Bianca está em todo edital que apareça, em toda formação, conferência, qualificação profissional e social que incluam essas temáticas que fazem seu corpo e sua alma vibrarem. Além disso, ela tem sempre arrumado um jeito de vincular seus ideais à aprendizado, dinamismo, visão perspicaz, geração de empregoe renda.
Foto: Arquivo pessoal
Bianca e outros beneficiados do Projeto São José, em evento de capacitação
Nesta semana, por exemplo, Bianca esteve em Fortaleza, capital cearense, participando da 4ª Conferência Estadual de Economia Popular e Solidária do Ceará.
Ao lado de representantes do Ministério do Trabalho e Emprego, da Cáritas, da Rede Cearense de Socioeconomia Solidária, de vários pesquisadores, Bianca participou ativamente de diálogos propositivos e identificadores de prioridades e estratégias para o avanço local da economia solidária.
“E integrarei a delegação que representará o Ceará, em Brasília, no mês de agosto, na Conferência Nacional de Economia Solidária. Eu estou sem me conter de tanta alegria!”.
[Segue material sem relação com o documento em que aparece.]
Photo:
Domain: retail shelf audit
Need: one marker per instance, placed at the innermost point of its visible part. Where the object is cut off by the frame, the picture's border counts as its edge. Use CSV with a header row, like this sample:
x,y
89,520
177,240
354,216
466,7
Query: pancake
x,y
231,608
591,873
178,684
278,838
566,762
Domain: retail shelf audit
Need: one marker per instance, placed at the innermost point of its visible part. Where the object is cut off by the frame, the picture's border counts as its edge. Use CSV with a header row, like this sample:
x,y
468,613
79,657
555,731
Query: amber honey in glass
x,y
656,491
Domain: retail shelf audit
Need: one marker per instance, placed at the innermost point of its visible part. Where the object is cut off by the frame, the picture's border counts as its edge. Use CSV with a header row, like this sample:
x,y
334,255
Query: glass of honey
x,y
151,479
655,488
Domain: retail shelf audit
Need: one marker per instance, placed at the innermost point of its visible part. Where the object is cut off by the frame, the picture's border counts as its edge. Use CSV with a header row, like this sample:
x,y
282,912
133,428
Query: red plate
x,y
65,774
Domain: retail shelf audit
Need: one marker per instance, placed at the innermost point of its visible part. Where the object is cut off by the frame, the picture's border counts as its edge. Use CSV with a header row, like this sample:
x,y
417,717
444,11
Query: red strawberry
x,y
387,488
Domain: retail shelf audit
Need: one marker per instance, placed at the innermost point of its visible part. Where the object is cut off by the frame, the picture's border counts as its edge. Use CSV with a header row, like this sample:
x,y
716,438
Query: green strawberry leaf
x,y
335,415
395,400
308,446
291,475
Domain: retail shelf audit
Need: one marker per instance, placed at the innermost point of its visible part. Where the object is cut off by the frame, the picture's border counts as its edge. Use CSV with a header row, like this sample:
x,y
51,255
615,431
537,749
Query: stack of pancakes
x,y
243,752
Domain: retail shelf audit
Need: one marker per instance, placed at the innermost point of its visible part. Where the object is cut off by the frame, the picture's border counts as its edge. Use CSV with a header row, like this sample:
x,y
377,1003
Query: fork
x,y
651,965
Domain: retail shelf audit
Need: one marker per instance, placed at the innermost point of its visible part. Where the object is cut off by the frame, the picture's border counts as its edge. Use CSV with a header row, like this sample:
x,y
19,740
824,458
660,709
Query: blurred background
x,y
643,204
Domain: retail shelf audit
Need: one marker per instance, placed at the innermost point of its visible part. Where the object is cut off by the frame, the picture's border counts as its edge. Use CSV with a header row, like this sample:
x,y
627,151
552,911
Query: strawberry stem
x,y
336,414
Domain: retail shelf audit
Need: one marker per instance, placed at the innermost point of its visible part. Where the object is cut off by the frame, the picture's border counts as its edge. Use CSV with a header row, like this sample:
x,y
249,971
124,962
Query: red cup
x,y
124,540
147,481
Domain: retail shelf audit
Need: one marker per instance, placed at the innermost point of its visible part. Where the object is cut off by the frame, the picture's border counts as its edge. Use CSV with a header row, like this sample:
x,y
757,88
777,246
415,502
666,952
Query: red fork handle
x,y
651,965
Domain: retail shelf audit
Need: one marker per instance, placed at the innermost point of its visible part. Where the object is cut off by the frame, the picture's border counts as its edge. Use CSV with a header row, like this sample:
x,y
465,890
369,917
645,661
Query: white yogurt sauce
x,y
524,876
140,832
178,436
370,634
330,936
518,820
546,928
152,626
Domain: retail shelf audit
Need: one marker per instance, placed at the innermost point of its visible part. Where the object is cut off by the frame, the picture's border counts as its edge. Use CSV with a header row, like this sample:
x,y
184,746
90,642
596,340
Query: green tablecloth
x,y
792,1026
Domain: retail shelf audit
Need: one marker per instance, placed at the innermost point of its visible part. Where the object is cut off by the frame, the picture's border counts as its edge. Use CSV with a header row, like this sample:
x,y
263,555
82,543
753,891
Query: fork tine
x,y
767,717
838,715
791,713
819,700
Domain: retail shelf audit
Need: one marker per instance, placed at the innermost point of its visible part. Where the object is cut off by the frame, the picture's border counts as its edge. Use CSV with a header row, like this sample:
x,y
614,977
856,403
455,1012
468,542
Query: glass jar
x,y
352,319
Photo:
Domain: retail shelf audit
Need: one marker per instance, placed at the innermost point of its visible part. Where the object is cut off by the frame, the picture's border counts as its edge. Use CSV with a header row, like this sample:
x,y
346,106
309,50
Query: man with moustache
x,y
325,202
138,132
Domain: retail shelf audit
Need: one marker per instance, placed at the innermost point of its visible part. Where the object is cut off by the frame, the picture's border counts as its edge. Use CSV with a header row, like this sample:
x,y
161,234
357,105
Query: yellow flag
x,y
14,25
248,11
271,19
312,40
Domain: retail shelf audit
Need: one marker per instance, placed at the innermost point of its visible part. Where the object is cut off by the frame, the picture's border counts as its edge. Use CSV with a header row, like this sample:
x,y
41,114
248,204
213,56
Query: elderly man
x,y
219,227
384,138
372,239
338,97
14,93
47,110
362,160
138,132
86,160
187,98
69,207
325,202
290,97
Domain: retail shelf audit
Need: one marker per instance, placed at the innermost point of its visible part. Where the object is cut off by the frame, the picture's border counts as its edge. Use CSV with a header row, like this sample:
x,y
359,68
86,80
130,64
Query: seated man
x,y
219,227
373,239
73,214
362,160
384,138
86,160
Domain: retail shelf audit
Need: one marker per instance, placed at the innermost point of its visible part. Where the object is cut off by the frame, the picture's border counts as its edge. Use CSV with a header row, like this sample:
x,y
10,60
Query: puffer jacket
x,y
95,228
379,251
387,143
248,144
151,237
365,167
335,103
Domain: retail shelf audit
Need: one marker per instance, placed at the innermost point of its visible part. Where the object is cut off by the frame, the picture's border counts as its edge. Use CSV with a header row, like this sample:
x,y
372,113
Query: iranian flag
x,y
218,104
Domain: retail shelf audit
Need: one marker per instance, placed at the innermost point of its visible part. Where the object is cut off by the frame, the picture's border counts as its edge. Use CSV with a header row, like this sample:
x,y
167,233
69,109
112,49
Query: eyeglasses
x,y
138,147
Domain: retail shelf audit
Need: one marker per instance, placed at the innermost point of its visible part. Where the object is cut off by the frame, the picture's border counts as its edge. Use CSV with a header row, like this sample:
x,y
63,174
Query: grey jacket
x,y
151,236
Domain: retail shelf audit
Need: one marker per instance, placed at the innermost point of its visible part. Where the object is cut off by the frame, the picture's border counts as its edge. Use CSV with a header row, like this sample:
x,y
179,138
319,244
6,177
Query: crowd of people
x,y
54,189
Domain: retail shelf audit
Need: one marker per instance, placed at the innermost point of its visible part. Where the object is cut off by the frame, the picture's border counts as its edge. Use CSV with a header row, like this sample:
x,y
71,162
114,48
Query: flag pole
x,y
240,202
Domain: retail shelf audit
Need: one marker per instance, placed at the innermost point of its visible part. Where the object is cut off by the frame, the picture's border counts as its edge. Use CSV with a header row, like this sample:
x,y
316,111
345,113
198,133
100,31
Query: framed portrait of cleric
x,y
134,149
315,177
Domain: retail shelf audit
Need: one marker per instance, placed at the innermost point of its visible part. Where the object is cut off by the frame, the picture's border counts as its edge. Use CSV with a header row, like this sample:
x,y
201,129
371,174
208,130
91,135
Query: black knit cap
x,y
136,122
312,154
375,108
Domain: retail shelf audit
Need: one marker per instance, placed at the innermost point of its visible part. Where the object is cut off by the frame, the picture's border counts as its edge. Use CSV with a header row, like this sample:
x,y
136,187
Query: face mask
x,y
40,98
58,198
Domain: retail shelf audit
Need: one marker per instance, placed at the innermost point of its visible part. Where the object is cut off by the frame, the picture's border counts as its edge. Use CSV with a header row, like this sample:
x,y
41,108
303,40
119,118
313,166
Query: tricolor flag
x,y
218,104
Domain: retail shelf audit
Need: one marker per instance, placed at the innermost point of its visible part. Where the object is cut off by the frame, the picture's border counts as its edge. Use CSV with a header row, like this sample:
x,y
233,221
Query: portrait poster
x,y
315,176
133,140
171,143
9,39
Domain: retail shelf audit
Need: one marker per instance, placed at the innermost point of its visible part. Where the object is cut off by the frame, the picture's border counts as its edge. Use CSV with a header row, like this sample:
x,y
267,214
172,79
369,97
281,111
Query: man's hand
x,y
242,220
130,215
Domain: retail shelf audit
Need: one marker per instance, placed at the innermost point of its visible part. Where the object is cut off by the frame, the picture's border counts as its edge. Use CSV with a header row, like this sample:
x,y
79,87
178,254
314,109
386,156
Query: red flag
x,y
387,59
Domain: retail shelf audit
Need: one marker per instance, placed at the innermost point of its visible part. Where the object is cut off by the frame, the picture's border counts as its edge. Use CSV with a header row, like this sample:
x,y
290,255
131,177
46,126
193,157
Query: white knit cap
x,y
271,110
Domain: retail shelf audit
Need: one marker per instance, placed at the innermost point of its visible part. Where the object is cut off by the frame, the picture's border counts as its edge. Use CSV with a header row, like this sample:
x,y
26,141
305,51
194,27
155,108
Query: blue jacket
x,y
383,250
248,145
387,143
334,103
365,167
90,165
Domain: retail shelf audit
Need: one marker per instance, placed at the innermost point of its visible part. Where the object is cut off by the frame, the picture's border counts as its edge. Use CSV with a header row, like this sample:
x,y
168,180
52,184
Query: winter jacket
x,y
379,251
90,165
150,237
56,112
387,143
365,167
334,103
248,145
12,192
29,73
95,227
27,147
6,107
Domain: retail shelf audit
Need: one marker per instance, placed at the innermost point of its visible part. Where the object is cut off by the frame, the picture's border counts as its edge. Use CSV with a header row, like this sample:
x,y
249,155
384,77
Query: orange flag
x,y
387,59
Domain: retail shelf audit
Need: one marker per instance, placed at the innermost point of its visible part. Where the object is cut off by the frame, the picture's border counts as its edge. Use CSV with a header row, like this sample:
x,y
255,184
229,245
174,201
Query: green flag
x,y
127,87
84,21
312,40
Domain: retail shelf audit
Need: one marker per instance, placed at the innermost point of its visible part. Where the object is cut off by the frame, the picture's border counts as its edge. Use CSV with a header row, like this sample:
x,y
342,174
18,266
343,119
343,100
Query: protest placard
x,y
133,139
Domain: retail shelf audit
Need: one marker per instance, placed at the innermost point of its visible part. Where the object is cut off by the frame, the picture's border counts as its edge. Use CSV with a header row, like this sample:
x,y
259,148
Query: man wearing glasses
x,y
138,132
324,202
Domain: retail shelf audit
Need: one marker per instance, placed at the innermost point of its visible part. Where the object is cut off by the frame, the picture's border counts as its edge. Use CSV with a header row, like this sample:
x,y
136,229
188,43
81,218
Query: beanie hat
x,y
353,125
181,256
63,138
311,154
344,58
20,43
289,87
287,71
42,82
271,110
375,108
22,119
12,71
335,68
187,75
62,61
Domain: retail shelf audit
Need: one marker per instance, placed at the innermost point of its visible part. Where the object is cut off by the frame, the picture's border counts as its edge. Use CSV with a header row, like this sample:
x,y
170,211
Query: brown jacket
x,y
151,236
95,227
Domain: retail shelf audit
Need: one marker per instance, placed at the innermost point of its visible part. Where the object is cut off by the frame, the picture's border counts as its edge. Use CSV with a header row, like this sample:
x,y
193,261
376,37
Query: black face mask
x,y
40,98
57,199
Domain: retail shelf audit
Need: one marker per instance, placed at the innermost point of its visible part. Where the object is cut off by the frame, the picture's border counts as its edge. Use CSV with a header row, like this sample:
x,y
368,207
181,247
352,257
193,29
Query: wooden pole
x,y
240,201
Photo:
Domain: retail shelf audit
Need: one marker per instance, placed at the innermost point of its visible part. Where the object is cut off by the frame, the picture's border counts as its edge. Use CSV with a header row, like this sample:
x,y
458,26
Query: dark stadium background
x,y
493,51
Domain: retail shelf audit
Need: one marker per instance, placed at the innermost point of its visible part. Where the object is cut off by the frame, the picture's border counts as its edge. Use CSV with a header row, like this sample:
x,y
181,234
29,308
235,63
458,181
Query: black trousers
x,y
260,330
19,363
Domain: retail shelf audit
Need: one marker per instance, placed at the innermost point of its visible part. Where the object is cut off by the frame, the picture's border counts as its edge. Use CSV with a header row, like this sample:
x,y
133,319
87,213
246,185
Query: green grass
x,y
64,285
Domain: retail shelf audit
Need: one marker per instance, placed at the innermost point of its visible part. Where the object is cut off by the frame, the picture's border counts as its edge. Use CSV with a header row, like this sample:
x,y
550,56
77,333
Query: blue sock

Atualmente, Bianca tem grandes e constantes clientes. Eles são da sua zona rural, do seu distrito, de seu município, do seu estado, de outros estados brasileiros.
“Nós não enviamos mais nossos produtos só por topic, Carol, nosso envio, agora, é também por correio! E olhe que a gente nem tem focado tanto nossas vendas no digital. Nossa comercialização tem sido muito na base da boa indicação, o boca a boca tem sido nosso maior catálogo”.
Bianca tem a intensidade duma Oliveira, das Oliveiras que têm me tomado ao longo de minha vida. É vivedoura, incessante, não arreda por nada, não sucumbe, foi feita pra não expirar. Bianca é profunda, pensa pra além, não há o que a oprima. Carrega o sagrado da coisa inventiva, curativa, fecunda e espalhada. E é humana.
“Eu canso, viu, sou de ferro não. Mas eu tenho fé e não baixo minha cabeça. Eu sei que tenho capacidade, eu sei que, amanhã, terei ainda mais… Seja no meu lugar, enraizada, ou seja voando, caso, um dia, eu queira”.